If you are interested in getting the best from coffee, try an aeropress coffee maker, although you will need a half decent coffee grinder (blade grinders that are cheap are also very poor at achieving a consistent grind size and produce too many fines) There are hand grinders available though.

https://www.amazon.co.uk/Aerobie-AeroPr ... =aeropress

If you want to know everything there is to know about coffee, try this forum:

https://coffeeforums.co.uk/forum.php

Its full of coffee geeks!


----------



## Jacob (25 Aug 2017)

Moka.





On a gas ring the handle might get melted like this one, but easy to replace with a bit of brass etc.
Very fast on an induction hob.
NB when it says "6 cup" model it means 6 tiny espressos, which is equivalent to 2 large cups.


----------



## Bm101 (25 Aug 2017)

I'm with Jacob. French press is to weak for me and I don't have the money to invest in a proper machine or the time to faff about with one in the morning. I'm out of bed, dressed in the dark, teeth done and coffee made and in the van in 20 minutes. Fireman Sam can't manage those times. At 4am every minute in bed counts.  
The stove top is the best of all worlds for me. Fast, easy, cheap, makes strong espresso (of a kind) to which I add water milk and sugar. No expert but I can't drink instant. I just drink pre ground lavazza. No civet cat beans in my life. I just keep it in a jar but I'll do a pack in a week. Sure there's more delicate and refined tastes than mine though.


----------



## Eric The Viking (25 Aug 2017)

I got introduced to "cold brew" recently. Was pleasantly surprised at how good it is - was expecting it to be a gimmic. But I'm not rushing to get set up for it - can't imagine waiting overnight for coffee! I rarely drink coffee without milk, but I do in that case.

So meanwhile, I too am back at the cafetiere, although the coffee is Taylors's already-ground from Waitrose around the corner. It's our selected discount item, and we buy it when it's on offer in quantity (have on several occasions emptied the shelf), as the discount then is quite substantial.


----------



## RobinBHM (25 Aug 2017)

Espresso is difficult to do properly, so without the investment in a decent burr grinder and a quality espresso machine that can maintain pressure and temperature reliably, I would say choose an easier brewing method.

If you like milk based coffee drink, like latte, flat white etc then an espresso machine is needed as they all have the steam wand that does it -again only decent machines have the power to produce enough steam.

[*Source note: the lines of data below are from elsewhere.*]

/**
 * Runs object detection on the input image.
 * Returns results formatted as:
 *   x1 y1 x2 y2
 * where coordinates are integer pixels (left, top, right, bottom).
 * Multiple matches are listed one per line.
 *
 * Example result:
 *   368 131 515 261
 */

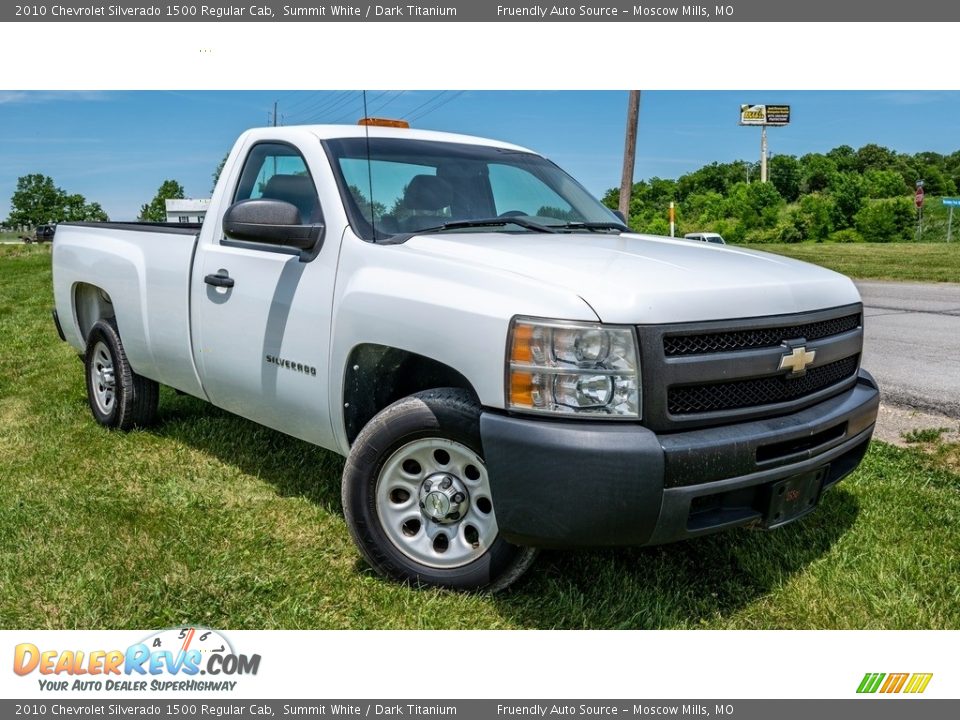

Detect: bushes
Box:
856 198 916 242
829 228 863 243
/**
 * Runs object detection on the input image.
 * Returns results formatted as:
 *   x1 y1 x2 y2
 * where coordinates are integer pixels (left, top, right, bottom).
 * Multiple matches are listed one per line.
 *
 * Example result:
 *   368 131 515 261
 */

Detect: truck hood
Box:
405 232 860 324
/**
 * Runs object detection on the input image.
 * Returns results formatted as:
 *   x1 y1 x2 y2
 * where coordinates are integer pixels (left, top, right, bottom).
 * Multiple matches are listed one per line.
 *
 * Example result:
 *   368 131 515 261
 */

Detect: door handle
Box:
203 270 233 287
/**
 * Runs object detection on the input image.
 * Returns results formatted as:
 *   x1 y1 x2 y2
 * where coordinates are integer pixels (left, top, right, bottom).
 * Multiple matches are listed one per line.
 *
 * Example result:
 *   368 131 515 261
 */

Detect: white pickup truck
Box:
53 119 878 590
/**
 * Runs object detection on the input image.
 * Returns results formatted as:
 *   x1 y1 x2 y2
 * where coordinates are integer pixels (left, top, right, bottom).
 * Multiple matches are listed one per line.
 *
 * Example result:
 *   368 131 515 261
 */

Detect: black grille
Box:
667 356 860 415
663 313 860 357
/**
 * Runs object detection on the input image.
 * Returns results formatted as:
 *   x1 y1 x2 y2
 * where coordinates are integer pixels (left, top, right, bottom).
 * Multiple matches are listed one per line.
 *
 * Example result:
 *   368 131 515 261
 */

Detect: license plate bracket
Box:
763 466 830 530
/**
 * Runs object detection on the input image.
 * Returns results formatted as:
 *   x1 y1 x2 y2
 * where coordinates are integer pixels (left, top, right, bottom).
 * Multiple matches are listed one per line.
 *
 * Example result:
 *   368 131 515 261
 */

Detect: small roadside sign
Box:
940 198 960 242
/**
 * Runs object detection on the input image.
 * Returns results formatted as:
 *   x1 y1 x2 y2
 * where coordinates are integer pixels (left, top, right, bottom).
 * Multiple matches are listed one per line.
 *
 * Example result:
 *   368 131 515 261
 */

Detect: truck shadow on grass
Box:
151 393 859 629
496 486 859 629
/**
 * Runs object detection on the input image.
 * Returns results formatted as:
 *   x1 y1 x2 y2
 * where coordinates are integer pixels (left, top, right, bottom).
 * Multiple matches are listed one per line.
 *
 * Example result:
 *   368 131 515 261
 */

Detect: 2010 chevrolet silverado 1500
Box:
53 125 878 589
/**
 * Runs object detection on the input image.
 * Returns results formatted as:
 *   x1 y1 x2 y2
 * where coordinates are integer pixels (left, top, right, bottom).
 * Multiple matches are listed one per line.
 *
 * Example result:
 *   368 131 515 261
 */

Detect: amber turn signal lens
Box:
510 323 533 364
510 370 533 407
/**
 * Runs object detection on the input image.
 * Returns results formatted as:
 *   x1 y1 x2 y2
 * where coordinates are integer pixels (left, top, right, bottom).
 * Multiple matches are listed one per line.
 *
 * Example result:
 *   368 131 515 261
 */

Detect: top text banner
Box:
7 0 960 22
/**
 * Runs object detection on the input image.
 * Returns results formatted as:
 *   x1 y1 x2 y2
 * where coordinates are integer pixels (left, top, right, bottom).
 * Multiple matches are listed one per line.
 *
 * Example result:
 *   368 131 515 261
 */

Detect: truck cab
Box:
53 124 878 590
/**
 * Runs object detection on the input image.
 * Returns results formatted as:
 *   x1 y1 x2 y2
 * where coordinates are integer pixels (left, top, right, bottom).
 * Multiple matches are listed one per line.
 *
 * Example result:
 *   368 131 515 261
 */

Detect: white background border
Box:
0 18 960 699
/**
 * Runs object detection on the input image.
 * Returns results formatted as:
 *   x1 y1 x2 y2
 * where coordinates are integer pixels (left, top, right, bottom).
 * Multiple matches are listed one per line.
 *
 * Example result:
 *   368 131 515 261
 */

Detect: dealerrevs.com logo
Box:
13 627 260 692
857 673 933 694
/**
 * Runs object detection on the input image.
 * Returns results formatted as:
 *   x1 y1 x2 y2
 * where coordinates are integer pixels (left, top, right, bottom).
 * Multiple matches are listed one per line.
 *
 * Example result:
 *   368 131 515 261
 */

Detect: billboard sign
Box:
740 105 790 125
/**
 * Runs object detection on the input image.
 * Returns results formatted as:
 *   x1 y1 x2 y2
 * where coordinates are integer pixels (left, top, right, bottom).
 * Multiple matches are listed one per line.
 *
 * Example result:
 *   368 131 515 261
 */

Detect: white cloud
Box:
0 90 107 105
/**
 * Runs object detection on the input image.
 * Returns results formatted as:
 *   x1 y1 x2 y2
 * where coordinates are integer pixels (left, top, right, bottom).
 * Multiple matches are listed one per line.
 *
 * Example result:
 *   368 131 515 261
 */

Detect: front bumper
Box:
480 370 880 547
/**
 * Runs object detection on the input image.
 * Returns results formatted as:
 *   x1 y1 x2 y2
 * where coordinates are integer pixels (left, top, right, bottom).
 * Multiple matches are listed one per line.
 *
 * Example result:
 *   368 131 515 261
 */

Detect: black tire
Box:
83 318 160 430
343 388 536 592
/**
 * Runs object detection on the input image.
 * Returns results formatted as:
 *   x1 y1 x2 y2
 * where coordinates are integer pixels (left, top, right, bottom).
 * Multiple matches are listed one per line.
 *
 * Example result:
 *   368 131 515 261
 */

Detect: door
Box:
191 142 338 447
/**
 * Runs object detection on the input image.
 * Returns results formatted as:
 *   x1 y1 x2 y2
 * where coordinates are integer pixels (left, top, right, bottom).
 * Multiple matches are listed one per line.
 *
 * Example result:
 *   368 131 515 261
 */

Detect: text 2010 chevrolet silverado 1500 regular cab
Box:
53 124 878 589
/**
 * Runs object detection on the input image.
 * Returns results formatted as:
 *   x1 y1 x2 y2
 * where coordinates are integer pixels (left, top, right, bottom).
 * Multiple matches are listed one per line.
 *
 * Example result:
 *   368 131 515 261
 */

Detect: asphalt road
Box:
857 280 960 418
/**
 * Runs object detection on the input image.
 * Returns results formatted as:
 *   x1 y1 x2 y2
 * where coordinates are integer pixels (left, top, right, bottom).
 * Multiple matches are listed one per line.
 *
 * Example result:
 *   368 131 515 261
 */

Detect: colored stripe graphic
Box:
880 673 910 693
857 673 933 694
857 673 886 693
904 673 933 693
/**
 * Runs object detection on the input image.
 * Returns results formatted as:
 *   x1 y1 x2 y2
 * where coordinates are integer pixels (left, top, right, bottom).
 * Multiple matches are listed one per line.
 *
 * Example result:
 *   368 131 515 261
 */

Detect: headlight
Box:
506 318 640 420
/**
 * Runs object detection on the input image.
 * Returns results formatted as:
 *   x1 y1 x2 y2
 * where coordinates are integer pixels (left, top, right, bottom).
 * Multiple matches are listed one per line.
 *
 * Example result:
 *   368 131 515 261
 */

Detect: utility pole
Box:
620 90 640 223
760 125 767 182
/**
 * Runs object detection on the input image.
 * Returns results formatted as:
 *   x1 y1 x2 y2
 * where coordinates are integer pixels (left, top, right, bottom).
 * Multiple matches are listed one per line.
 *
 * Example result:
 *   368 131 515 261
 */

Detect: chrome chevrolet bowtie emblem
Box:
780 345 817 377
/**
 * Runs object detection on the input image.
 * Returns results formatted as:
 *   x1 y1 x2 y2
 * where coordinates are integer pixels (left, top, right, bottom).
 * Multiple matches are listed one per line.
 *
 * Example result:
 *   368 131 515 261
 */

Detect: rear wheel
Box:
84 319 160 430
343 389 535 591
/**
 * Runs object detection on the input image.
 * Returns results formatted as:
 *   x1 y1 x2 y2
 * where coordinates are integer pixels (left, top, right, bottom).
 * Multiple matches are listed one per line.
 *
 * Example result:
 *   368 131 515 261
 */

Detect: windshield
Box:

The best tasting coffee at home is always going to be freshly ground beans what ever the brew method.

The independant artisan roasters have really moved the quality of coffee forward in the last few years. Independant quality coffee shops are now appearing in the high street and competing against the Costanerobucks of the world!

The big chains use budget coffee beans and tend to roast the beans until they are burnt, so the subtle flavour notes are lost, but they do it so the strong bitter coffee taste cuts through the milk based drinks that are so popular.


----------



## Lons (25 Aug 2017)

I have a pod machine and an American Cuisinart bean to cup thingy, both are disappointing but mostly use the same pot that Jacob listed, we have 2 sizes and also use the pre ground Lavazza that Bm uses and it's not bad.
Just can't bring myself to spend several hundreds £s on a decent machine or hours faffing about making by hand.


----------



## Rorschach (25 Aug 2017)

Jacob":1w6sywdj said:


> Moka.
> 
> 
> 
> ...



How do you use an aluminium moka pot on an induction hob?


----------



## Jacob (25 Aug 2017)

Rorschach":2ncsdnl9 said:


> Jacob":2ncsdnl9 said:
> 
> 
> > Moka.
> ...


Good question. The answer is we have a stainless steel one. Not the one in the photo. Basically the same but a few design (and material) changes. More like this:


----------



## Phil Pascoe (25 Aug 2017)

Put a magnet on it - if it sticks, it'll work on an induction hob, if it doesn't it won't. You can get intermediate mats to transmit the heat but they are inefficient.


----------



## Harbo (25 Aug 2017)

I use a cafeteria for dinner parties but for myself I use an Italian Expresso machine - that way you can produce the crema, something that a Mocha cannot do ( I have a stainless steel one too).
I buy my beans from a small roaster in Stratford upon Avon, who roasts to order and doesn't charge postage if 4 or more packs are ordered.
I grind each brew with a variable grind grinder to achieve the correct rate of flow.
The whole process is very quick once set up - a few seconds to grind directly into the portafilter, compressed with a calibrated tamper, express for 30 seconds- done. Yummy coffee with the rich crema on top. My wife likes lattes so I add milk to the mug and microwave for 1 min. Cappuccinos are more time consuming having to froth the milk with the steam wand before adding to the expresso. Americanos - just add hot water to the expresso.

Rod


----------



## Benchwayze (25 Aug 2017)

I use gas for cooking, so I suppose I could stick my griddle iron on the jets, to use a pot on the stove? :idea:

This all seems like an Alchemist's dream and a bit arcane. Usually I just like my coffee black; or on occasions I drop in some cream. 
But it's an interesting subject and I am learning a lit! 

Cheers

John


----------



## RossJarvis (26 Aug 2017)

I'm no connoisseur, but like coffee from freshly ground beans. I use a cafetière and find most people don't use enough coffee. Generally 3/4" to 1" deep at the bottom is about right regardless of the size of the glass wotsit. Bearing in mind the price of a bag of beans is about the same as that for a cuppa in a coffee shop, why stint?


----------



## Lons (26 Aug 2017)

Rorschach":19xmbxob said:


> How do you use an aluminium moka pot on an induction hob?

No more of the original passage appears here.